Nos treinos oficiais, com temperatura baixa, mas sem neve, enquanto o pessoal do Bayern trabalhou com entrega e entusiasmo, no lado do Benfica, além de mil cuidados para ninguém se magoar ou constipar, gente houve a quem só faltou levar sobretudo ou nem sequer ter deixado o conforto do balneário com o argumento sempre válido de estar em tratamento. Na qualidade de enviado especial de A BOLA escrevi um texto, que mereceu chamada de primeira página (21 de Novembro de 95), com o título «Benfica à beira do abismo».
Não era preciso esperar para ver, estava na cara que as coisas iriam correr mal. É claro que no dia seguinte ganhou quem mais correu e se esforçou, simples. Depois, durante a conferência de Imprensa, com paciência de santo e infinda educação, Mário Wilson, que substituíra Artur Jorge no comando técnico, suportou as questões/provocações que os jornalistas alemães, por entre risadas deselegantes e copos de cerveja à discrição, o massacraram.
A tudo resistiu, com serenidade, sem se dar conta, na altura, dos motivos que conduziram a tais sinais de exuberância. Para eles, mais do que a vitória, o que verdadeiramente mereceu ser festejado foi o significado que atribuíram a essa mesma vitória e a explicação deu-a Pep Guardiola agora, ao confessar respeito e admiração pela história do Benfica e pela força do seu nome (um dos que têm mais adeptos no mundo). 

Vinte anos depois o Benfica volta a Munique como clube do G8 da Liga dos Campeões, embora com fraca cotação nas casas de apostas. É a realidade. Não vale a pena iludi-la, nem sequer dar-lhe a relevância que julgo não justificar, na medida em que este jogo deve ser encarado como um passo mais no processo de mudança em curso, o qual, sempre numa perspectiva de engrandecimento de instituição, visa reconquistar o lugar entretanto perdido na elite europeia: a tal história a que Guardiola alude. Contra ventos e marés, ignorando ruídos e invejas, resistindo a críticas severas, Luís Filipe Vieira sabe que vai ganhar esta batalha, na sequência de tantas outras que já travou, seguramente bem mais duras. Nesta situação em concreto deu-lhe mais trabalho sacudir a poeira que levantaram do que propriamente iniciar uma empreitada que só precisa de tempo para se afirmar, sendo certo que ao contrário do que se passa com outros, Vieira alcançou já um patamar de suficiente estabilidade para não se sentir prisioneiro, nem ele nem o clube, de um resultado ou de um título.

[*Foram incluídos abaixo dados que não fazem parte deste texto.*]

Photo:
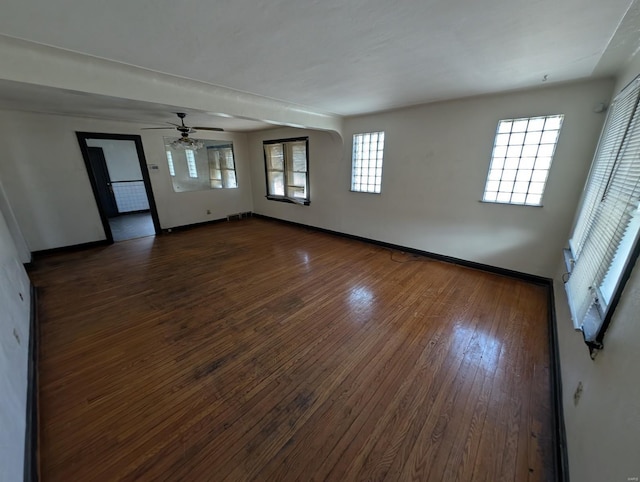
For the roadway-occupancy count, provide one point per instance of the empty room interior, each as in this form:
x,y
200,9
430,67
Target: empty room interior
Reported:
x,y
319,240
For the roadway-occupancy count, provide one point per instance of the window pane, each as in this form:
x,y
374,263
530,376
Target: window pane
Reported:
x,y
500,151
504,126
549,137
536,124
509,175
275,157
490,196
534,199
521,158
520,125
516,139
524,175
539,176
230,179
527,163
553,123
367,162
512,163
533,138
276,183
521,187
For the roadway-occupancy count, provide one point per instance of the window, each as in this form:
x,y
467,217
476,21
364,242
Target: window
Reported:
x,y
366,162
604,244
287,170
191,163
522,153
222,170
172,169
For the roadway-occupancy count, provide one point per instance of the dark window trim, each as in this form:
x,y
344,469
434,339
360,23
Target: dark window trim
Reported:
x,y
286,199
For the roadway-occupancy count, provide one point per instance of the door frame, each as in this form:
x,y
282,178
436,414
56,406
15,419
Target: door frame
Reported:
x,y
82,141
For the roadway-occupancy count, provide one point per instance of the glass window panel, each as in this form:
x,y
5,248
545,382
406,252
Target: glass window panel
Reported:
x,y
553,123
549,137
495,174
509,175
536,187
524,175
521,187
520,164
520,125
534,199
500,151
191,163
543,163
504,126
490,196
506,186
516,138
514,151
533,138
527,163
536,124
299,179
172,169
299,153
546,150
530,150
512,163
276,183
539,176
230,179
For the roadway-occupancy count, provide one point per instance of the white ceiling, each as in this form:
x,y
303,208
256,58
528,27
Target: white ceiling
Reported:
x,y
342,56
36,98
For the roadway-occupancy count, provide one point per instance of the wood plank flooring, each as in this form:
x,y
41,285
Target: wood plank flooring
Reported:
x,y
253,350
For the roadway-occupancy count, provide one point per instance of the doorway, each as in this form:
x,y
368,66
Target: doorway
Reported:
x,y
120,181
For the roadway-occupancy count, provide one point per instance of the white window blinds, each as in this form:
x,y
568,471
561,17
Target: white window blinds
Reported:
x,y
605,234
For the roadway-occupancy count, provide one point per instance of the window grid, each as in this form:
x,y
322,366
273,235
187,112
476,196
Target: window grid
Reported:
x,y
522,154
191,163
366,166
172,169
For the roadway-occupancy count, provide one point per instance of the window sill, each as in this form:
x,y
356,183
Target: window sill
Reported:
x,y
304,202
512,204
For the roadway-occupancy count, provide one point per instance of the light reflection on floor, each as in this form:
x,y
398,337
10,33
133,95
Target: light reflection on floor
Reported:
x,y
473,338
361,301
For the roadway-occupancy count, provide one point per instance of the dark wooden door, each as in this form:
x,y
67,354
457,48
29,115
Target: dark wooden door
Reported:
x,y
103,182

Este novo Benfica nada reclama de transcendente: mais exigência competitiva com moderação nos gastos, valorização do investimento realizado na infraestrutura do Seixal, aposta mais regular e competente nos jovens da formação e, como o presidente sublinhou na cerimónia de assinatura do contrato com a Fly Emirates, recuperação do estatuto de gigante europeu que foi edificado na década de 60 e se perdeu em 1990 (última final na Champions, em Viena).
O que mudou, então? O eu desapareceu para dar lugar ao nós, principal factor de união da família benfiquista, de que o último jogo com o Braga constituiu exemplo sublime, e foi contratado um treinador que percebe a dimensão mundial do emblema da águia."